In 1997, when the State of Oklahoma convened the Tulsa Race Riot Commission, following years of advocacy by organizers, historians, activists and community groups, Monroe shared some of his coins and gave his testimony of the events of 1921. (In years since, historians have come to describe these events more accurately as a race massacre, rather than a riot)
Five of his pennies are now held in NMAAHC’s collections. They came as a donation from historian Scott Ellsworth, who served as a member of the Riot Commission and who understood the power of the pennies as some of the most powerful and tangible symbols of the massacre, stating: “I know that my old friend, the late George Monroe, would have heartily approved.”
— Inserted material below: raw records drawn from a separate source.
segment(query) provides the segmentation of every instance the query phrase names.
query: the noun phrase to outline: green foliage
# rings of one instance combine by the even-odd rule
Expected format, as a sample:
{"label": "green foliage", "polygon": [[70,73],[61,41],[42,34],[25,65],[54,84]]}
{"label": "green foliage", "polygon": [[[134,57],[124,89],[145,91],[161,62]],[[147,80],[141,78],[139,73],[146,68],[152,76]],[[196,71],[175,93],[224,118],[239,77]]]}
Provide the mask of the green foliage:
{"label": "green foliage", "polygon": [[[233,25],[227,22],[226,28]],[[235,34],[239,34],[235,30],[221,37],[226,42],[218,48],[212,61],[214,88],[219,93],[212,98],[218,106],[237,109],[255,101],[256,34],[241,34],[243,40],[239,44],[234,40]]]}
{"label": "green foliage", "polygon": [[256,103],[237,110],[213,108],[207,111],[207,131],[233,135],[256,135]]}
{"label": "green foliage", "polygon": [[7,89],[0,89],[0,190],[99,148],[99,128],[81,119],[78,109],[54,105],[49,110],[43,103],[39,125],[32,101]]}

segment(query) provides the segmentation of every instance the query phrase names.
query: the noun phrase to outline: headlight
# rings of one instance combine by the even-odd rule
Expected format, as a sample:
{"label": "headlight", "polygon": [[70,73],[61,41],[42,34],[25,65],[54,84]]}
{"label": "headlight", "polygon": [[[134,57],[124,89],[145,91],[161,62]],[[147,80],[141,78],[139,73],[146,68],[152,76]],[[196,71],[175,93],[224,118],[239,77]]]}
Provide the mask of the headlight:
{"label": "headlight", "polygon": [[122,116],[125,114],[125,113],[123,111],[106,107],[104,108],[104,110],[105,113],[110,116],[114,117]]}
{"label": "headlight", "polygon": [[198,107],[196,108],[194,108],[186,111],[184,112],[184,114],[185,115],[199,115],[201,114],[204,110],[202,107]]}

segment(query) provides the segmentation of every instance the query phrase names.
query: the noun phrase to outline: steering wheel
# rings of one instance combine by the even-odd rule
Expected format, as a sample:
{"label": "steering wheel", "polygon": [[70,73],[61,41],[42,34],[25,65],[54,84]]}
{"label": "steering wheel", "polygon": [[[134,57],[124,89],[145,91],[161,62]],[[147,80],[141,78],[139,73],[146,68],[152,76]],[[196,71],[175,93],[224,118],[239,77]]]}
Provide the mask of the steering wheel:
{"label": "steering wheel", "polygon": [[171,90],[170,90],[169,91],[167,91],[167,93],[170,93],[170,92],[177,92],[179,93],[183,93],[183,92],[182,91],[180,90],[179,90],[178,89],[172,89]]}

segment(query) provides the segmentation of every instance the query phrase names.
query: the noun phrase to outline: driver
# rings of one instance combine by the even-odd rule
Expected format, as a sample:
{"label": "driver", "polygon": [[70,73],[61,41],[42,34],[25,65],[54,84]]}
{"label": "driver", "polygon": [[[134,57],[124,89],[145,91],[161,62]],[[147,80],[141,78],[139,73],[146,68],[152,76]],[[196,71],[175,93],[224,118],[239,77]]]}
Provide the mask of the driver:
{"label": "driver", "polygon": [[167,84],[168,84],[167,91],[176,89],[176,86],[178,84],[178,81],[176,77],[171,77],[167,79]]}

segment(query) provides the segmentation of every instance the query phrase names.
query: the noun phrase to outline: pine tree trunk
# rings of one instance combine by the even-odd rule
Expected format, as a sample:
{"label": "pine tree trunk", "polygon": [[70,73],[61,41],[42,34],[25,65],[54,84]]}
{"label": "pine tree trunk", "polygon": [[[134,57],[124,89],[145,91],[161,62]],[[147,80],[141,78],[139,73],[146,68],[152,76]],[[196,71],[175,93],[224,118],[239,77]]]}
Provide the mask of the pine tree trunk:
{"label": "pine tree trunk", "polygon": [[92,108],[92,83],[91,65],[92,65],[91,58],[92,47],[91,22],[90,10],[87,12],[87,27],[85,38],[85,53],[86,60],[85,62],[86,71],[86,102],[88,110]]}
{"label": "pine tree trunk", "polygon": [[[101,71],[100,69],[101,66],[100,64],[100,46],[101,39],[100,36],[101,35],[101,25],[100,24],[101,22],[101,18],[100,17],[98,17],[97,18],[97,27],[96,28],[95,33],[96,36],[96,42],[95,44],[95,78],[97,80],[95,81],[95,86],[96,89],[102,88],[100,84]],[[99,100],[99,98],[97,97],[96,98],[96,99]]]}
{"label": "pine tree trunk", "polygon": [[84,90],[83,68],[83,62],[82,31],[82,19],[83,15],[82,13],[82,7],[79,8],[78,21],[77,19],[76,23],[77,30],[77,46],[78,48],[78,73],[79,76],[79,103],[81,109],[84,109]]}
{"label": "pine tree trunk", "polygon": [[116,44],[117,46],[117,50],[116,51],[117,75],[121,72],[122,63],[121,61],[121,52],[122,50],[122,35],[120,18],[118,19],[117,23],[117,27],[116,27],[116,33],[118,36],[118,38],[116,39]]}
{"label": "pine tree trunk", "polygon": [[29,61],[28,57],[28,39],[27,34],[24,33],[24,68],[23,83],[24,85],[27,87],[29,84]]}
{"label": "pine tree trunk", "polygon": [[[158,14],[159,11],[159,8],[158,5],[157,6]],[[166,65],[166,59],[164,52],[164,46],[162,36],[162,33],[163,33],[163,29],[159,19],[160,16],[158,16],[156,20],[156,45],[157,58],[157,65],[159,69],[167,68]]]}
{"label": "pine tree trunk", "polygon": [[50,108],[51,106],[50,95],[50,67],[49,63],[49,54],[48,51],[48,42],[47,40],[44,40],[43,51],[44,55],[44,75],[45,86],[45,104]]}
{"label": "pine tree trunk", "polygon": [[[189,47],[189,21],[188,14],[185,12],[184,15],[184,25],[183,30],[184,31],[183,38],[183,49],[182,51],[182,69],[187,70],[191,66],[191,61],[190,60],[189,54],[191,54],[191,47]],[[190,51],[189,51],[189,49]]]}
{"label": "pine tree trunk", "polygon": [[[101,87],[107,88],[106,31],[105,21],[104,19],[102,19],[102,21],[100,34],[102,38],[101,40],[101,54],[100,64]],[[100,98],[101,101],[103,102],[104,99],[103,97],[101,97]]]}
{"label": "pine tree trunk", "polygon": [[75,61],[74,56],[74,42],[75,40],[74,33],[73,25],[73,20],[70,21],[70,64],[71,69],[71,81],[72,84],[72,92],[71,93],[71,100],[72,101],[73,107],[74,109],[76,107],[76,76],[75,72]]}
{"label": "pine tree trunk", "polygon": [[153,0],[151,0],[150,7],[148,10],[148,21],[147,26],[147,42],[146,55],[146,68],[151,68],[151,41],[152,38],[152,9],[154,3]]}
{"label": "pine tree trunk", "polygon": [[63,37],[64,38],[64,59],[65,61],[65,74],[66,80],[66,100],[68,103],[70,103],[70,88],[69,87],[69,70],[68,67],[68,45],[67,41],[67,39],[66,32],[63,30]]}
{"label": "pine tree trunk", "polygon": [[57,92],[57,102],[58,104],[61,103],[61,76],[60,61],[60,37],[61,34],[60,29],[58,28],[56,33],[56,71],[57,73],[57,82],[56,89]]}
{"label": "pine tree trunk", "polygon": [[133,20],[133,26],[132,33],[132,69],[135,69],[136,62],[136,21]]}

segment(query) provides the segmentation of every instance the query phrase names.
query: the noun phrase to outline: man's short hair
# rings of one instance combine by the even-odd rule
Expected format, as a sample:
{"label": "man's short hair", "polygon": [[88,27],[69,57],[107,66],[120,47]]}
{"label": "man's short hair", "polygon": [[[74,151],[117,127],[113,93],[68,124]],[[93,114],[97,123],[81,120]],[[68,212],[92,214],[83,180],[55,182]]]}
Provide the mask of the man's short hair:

The pennies are on display as the centerpiece of the museum’s exhibition on the topic, which details the decades-long reverberations from that harrowing event and the resilience of the Black community across time in striving for reckoning, repair and justice.
They are also tangible reminders of the sacred trust between NMAAHC and the people whose histories are represented to the world. They carry new currency as Smithsonian treasures; artifacts that need to be measured by a new calculus of truth-telling and reckoning about our country’s shared history and our shared future.